Autor: Teresa Morais

No passado dia 8 de Junho, a revolução aconteceu. Num país que nunca tinha rondado a esquerda para além de Blair, o esquerdista, altamente criticado Corbyn, saudosista de tempos mais… “aguerridos”, eleito pelo lóbi dos sindicatos, consegue uma votação histórica numa Inglaterra sedenta de líderes e de ideias. Corbyn não as tem. Não tem ideias nem tem carisma, mas aproveitou a mudança de paradigma e o desastre tecnocrata, de tiques autoritários, chamado Theresa May.
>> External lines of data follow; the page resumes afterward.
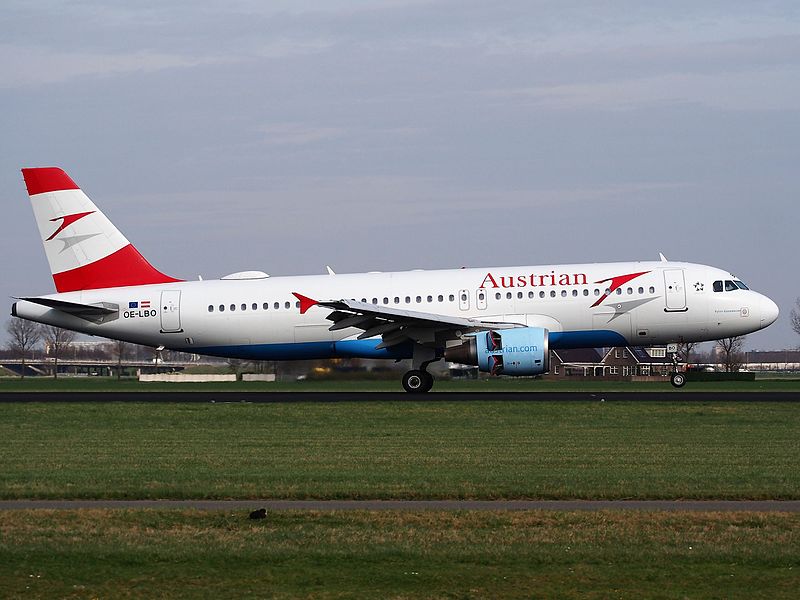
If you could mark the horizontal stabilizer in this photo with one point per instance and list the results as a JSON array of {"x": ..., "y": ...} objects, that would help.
[{"x": 96, "y": 313}]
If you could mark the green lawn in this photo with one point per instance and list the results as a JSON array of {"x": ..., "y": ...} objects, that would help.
[
  {"x": 498, "y": 384},
  {"x": 412, "y": 450},
  {"x": 191, "y": 554}
]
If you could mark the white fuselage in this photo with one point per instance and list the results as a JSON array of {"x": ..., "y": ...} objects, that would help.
[{"x": 584, "y": 305}]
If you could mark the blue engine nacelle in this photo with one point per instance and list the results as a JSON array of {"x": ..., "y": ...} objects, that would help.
[{"x": 521, "y": 351}]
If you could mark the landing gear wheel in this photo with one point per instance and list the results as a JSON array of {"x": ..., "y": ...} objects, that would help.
[
  {"x": 417, "y": 381},
  {"x": 677, "y": 379}
]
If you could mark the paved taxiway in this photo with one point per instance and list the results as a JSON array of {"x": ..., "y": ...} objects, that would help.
[
  {"x": 416, "y": 505},
  {"x": 266, "y": 397}
]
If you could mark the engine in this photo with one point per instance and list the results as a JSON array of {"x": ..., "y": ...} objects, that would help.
[{"x": 521, "y": 351}]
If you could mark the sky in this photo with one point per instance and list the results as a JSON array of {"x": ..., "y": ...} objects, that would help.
[{"x": 391, "y": 134}]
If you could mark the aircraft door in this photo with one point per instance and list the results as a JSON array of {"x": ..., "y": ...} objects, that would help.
[
  {"x": 171, "y": 311},
  {"x": 480, "y": 299},
  {"x": 674, "y": 290},
  {"x": 463, "y": 299}
]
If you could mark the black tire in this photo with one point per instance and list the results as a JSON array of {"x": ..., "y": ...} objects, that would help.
[
  {"x": 677, "y": 379},
  {"x": 417, "y": 381}
]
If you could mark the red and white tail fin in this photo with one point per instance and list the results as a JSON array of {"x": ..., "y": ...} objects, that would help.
[{"x": 84, "y": 249}]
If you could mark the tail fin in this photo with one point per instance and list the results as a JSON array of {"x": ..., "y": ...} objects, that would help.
[{"x": 84, "y": 249}]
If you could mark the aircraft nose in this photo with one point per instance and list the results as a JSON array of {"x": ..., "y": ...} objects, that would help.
[{"x": 769, "y": 311}]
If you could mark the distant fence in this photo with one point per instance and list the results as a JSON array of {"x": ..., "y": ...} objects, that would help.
[
  {"x": 203, "y": 378},
  {"x": 704, "y": 376},
  {"x": 185, "y": 377},
  {"x": 253, "y": 377}
]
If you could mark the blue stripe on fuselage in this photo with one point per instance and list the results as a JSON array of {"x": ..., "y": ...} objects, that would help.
[
  {"x": 308, "y": 350},
  {"x": 600, "y": 338},
  {"x": 366, "y": 348}
]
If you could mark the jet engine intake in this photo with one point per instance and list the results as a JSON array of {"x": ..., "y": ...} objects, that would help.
[{"x": 521, "y": 351}]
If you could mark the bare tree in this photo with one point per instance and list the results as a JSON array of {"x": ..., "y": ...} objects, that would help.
[
  {"x": 731, "y": 350},
  {"x": 119, "y": 350},
  {"x": 24, "y": 337},
  {"x": 57, "y": 340}
]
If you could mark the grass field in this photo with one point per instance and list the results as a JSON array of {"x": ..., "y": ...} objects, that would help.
[
  {"x": 188, "y": 554},
  {"x": 412, "y": 450},
  {"x": 105, "y": 384}
]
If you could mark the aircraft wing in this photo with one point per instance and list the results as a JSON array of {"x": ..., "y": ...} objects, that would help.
[
  {"x": 396, "y": 325},
  {"x": 96, "y": 313}
]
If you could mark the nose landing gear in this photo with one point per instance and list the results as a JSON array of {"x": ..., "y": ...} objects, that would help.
[
  {"x": 676, "y": 378},
  {"x": 417, "y": 381}
]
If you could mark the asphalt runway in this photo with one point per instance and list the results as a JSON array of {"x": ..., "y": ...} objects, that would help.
[
  {"x": 414, "y": 505},
  {"x": 286, "y": 397}
]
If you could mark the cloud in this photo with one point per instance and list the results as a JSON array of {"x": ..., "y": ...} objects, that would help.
[
  {"x": 33, "y": 65},
  {"x": 774, "y": 89},
  {"x": 297, "y": 134}
]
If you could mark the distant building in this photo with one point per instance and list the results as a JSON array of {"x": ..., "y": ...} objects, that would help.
[{"x": 627, "y": 361}]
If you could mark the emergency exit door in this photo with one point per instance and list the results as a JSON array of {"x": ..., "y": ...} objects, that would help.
[
  {"x": 674, "y": 290},
  {"x": 171, "y": 311}
]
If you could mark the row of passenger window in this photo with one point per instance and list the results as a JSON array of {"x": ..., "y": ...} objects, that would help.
[
  {"x": 419, "y": 299},
  {"x": 253, "y": 306},
  {"x": 575, "y": 293},
  {"x": 730, "y": 285}
]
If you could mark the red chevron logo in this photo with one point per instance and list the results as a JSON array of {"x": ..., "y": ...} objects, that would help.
[{"x": 66, "y": 222}]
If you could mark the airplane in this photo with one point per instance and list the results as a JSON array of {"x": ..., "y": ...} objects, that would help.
[{"x": 504, "y": 320}]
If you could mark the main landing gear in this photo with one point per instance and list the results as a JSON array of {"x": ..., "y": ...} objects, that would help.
[
  {"x": 676, "y": 378},
  {"x": 418, "y": 380}
]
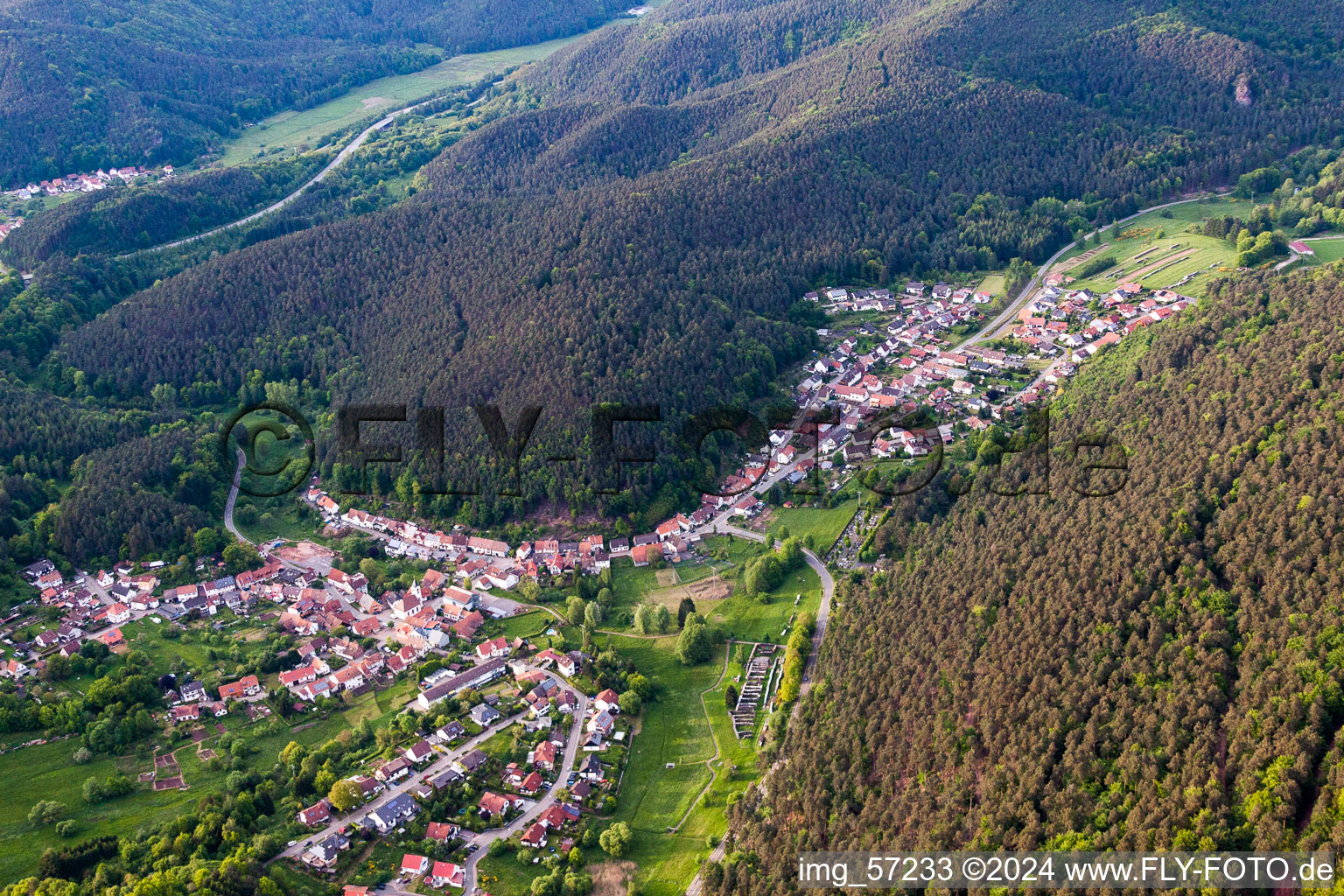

Uso a palavra revolução com consciência de que, à superfície, tudo isto parece ser só mais um falhanço das sondagens, um resultado surpreendente que, não obstante, termina com a vitória dos conservadores. Em minha opinião, este resultado é muito mais do que isso. Não é uma revolução estridente, à francesa. Os Ingleses sempre abominaram esse “nuisance” chamado agitação de massas. Mas, de mansinho, sem aviso, esta eleição traduz-se no fim do partidarismo rígido de antigamente, com suas clivagens e intransigências ideológicas. É um acordar das gerações mais novas, é um basta ao backbench conservador, que não debate, que não se actualiza, que está radiante com uma líder tecnocrata sem carisma, sem capacidade política e sem a mínima noção da realidade social britânica.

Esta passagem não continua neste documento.